Dopodichè, dopo una partecipazione al Festival di Sanremo con il brano “Non Ci Piove” nel 2000, Joe Barbieri fonda nel 2003 la casa discografica “Microcosmo Dischi” pubblicando “Fuori Catalogo” in cui esegue sue canzoni solo con l’ausilio della chitarra.
Ma il vero salto di qualità avviene nel 2004 con il disco “In Parole Povere” in cui si combinano jazz, musica cantautoriale e bossa nova.
Il 16 gennaio del 2009 esce “Maison Maravilha” che si può considerare il suo capolavoro contenente undici tracce affascinanti e disarmanti.
Abbiamo incontrato Joe Barbieri al termine del concerto tenuto presso il Rising South di Napoli e gli abbiamo rivolto alcune domande :
Dalla canzone “Non Ci Piove”, presentata al Festival di Sanremo nel 2000, fino ad oggi cos’è cambiato, cosa ti ha spinto a fare un album così particolare, anche nella cura degli arrangiamenti?
Abbracciare l’indipendenza. è un po’ come quando per tutta la vita vivi in famiglia e poi vai a vivere da solo. Ti devi fare carico di aspetti favorevoli e ‘sfavorevoli’. Insomma questo disco è nato, come anche “In Parole Povere”, per guardarsi dentro e capire esattamente cosa avevo voglia di fare senza avere più alle spalle persone di grande carisma a proteggermi. “Essere indipendenti” ti dà la possibilità di scavarti dentro.
In te c’è un substrato culturale molto forte, si avverte che sei onnivoro, e, in questo tuo percorso, cosa ti ha spinto ad avvicinarti all’universo della MPB (“Musica Popular Brasileira”, ndr.)?
Non c’è mai stato un evento scatenante durante il percorso, la MPB è un mondo nel quale convivono benissimo armonia, melodia e ritmo, tre elementi della musica che si legano nella maniera più alta senza che uno dei tre sia sacrificato a favore degli altri.

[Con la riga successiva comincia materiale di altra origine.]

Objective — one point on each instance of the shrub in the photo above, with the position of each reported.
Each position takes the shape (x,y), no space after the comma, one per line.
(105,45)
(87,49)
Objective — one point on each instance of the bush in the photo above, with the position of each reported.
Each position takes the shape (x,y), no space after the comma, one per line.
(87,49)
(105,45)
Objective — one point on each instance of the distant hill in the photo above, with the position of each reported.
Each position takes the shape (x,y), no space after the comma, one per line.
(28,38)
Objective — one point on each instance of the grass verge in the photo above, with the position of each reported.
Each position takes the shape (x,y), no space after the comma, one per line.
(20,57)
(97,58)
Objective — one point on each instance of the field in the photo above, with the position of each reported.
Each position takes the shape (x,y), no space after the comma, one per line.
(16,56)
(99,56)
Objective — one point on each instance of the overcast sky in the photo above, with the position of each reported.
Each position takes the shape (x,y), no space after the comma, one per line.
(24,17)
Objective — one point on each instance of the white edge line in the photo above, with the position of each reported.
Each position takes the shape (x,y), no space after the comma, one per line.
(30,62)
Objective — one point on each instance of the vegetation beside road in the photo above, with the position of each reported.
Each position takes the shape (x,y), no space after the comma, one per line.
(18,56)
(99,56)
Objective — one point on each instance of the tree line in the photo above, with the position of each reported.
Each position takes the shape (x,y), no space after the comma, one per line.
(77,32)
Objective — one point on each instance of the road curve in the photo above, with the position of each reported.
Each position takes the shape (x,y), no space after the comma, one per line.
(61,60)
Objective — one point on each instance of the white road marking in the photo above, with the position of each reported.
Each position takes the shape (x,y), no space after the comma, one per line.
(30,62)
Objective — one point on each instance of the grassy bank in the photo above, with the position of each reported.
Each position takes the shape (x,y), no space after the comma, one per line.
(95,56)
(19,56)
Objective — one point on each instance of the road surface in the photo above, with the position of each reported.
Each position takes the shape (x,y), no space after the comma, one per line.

Anche nei tuoi testi, pur non essendoci “l’amore, il sorriso e il fiore” tipico dei testi della bossa nova, c’è un comune sentire con i bossanovisti, l’amore visto ai giorni d’oggi con lo sguardo nostalgico rivolto al passato.
Secondo te, oggi, quanto è rivoluzionario fare una canzone d’amore?
è rivoluzionario fare canzoni che ti mettano nella condizione di poter muovere le tue convinzioni e, ovviamente, l’amore è un qualcosa che tocca in maniera diversa un po’ tutti per cui si può partire da questo per arrivare a dire anche tutt’altro.
Una volta Francesco De Gregori, rispondendo ad una domanda di un giornalista, dichiarò che la sua canzone più politica è “Buonanotte fiorellino”, anche se il testo parla di tutt’altro.
Ora, venendo a noi, è vero che tu non tratti di politica ma se volessimo riprendere quest’affermazione, si potrebbe dire ugualmente che c’è tanta politica nelle tue canzoni, nel raccontare situazioni semplici e quotidiane?
Sì, volendo, sì. D’altronde, le prime espressioni di politica le riscontriamo nei rapporti sociali, anche tra due persone.
C’è un detto che dice che la politica non è tutto ma tutto è politica.